Name: Carolyn Carlson Town: Williston Job: Civil engineer
Carolyn Carlson is a civil engineer in the structures section of the Vermont Agency of Transportation. That's the division responsible for maintaining Vermont's 2,712 interstate, state and town bridges. If it spans more than 20 feet over a road, river or railroad, she probably knows it.
Carlson also knows she's been at her job a long time — 29 years — whenever she reviews the original blueprints of a bridge that's up for replacement or rehabilitation and recognizes the name of the engineer who designed it. She has yet to come across her own name, though, despite having designed more than 100 bridges statewide.
The 50-year-old native of Reading, Mass., studied civil engineering at the University of Vermont but didn't specifically set out to be a bridge builder. In fact, when she interviewed with VTrans in 1985, she had no idea which section she'd land in.
Carlson's best-known project is probably the Checkered House Bridge, on Route 2 in Richmond. In 2012, the 350-foot metal-truss span, the longest of its kind in Vermont, was sliced in two and widened by more than 12 feet. The $15.9 million project, more than 20 years in the making, was the first truss bridge ever widened this way. It earned Carlson, the project manager, several national awards.
Carlson took time late this past spring to talk bridges with Seven Days.
SEVEN DAYS: How many other female engineers were on staff when you joined the agency?
CAROLYN CARLSON: Actually, when I got hired, they'd just hired another woman fresh out of college. There was only one other woman, but she mostly worked out in the field. So there were just two females in the office, [out of] maybe 30 engineers.
SD: Has the nature of the work changed much?
CC: The technology has. When I first started in '85, computer-aided-drafting design was just coming on board. The agency had just gotten its first big CAD drawing program, and technicians had to have slotted times because there were only two machines. When I first started, everything was still drawn by hand.
SD: Does anyone design that way anymore?
CC: Now we're in an environment where most of our design work is done with computer programs. But as an engineer, it really helps to do it by hand. You design this structure. Now let's draw it and make sure all the pieces fit. When a new engineer comes on board, we still make them do it all by hand because, as you know, you can input numbers [into a computer], but if you don't know what those results mean? Not good.
SD: Was the Checkered House Bridge the biggest project you've worked on?

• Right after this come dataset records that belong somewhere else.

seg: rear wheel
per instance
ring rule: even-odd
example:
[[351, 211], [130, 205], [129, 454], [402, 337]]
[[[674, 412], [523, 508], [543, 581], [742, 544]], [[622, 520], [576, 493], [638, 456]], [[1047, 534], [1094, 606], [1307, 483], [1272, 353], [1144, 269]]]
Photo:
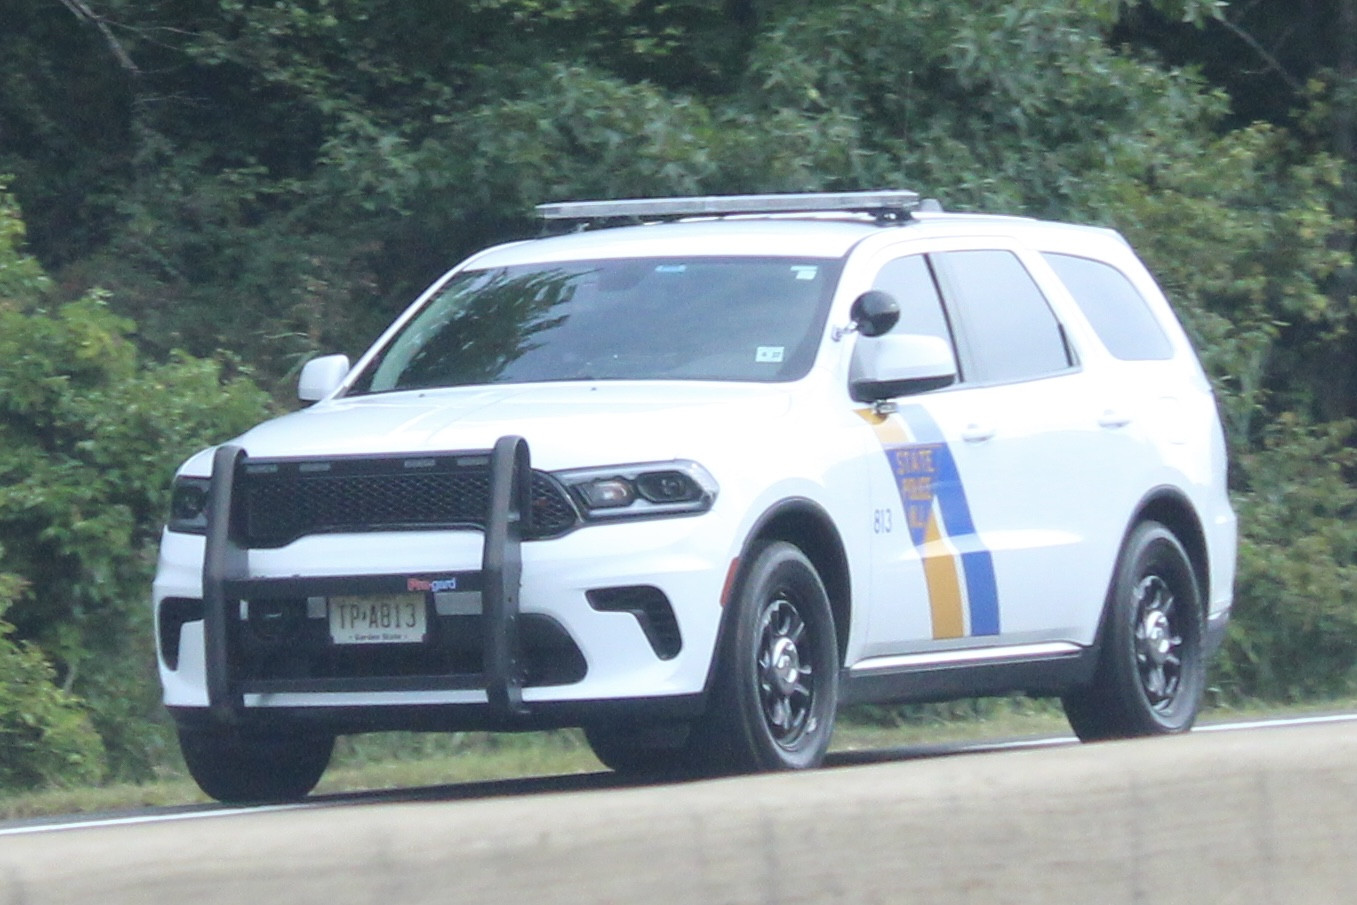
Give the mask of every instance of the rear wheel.
[[839, 655], [824, 584], [804, 553], [757, 548], [730, 603], [707, 713], [688, 741], [706, 772], [818, 766], [838, 705]]
[[1203, 609], [1177, 537], [1158, 522], [1138, 525], [1117, 565], [1094, 679], [1064, 698], [1080, 739], [1191, 728], [1205, 687]]
[[204, 792], [227, 803], [305, 798], [329, 766], [334, 743], [330, 735], [179, 731], [189, 774]]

CC: It was probably the most challenging. I started working on that back in 1990. We were just going to do a deck rehab — remove the concrete, put a new concrete deck on, replace and strengthen some of the floor-system members. But when we started meeting with property owners, especially the farmers who farm on opposite sides of the bridge, they were upset that we'd have to close the bridge for that long, so we started rethinking the project. Then, in 1996, the bridge went on the National Register [of Historic Places], which meant we had to save it, even if we used it as a bike or pedestrian bridge, or a park. In 1998, someone asked, "Can you widen this bridge?" We were like, "Probably, but who knows?"
SD: Have you ever had a pang of doubt about your own calculations?
CC: Yes. Way back in the early '90s, I designed a bridge in Brandon over the railroad. Anytime you build a bridge over a railroad, the railroad [company] wants you to have more clearance. So we designed this bridge, a three-span cantilever bridge. It was a design that an older gentleman had come up with over the years. But the people who knew how to design those types of bridges were all gone [from the agency] by then, and I didn't have a lot of experience. I remember thinking, I hope this works. I have to tell you, I was really nervous. But it came out great. It's still there.
SD: Have you ever had a bridge fail?
CC: I haven't had anything fail on me, thank God.
SD: What's a bridge's typical lifespan?
CC: Any bridge that's over 50 years old is old. The grade of steel that was used at that time is different from the steel we use today. If you were to load-rate that structure for our trucks today you may find it won't meet our needs, because our trucks have gotten so much heavier.
SD: Several years ago there was much discussion about Vermont's deteriorating bridges. Have things improved?
CC: We still have a lot of deficient bridges. But since I first came to work for the state, the way we do business and how we evaluate bridges and decide which ones should be on the program [to rehab or replace] has all changed for the better. So we are getting those structurally deficient bridges off the system. But that's the thing about infrastructure. There are always going to be deficient bridges and roadways. Even if a town or the state maintains them 100 percent, there's still wear and tear, just like [on] our bodies. Eventually, we all get old.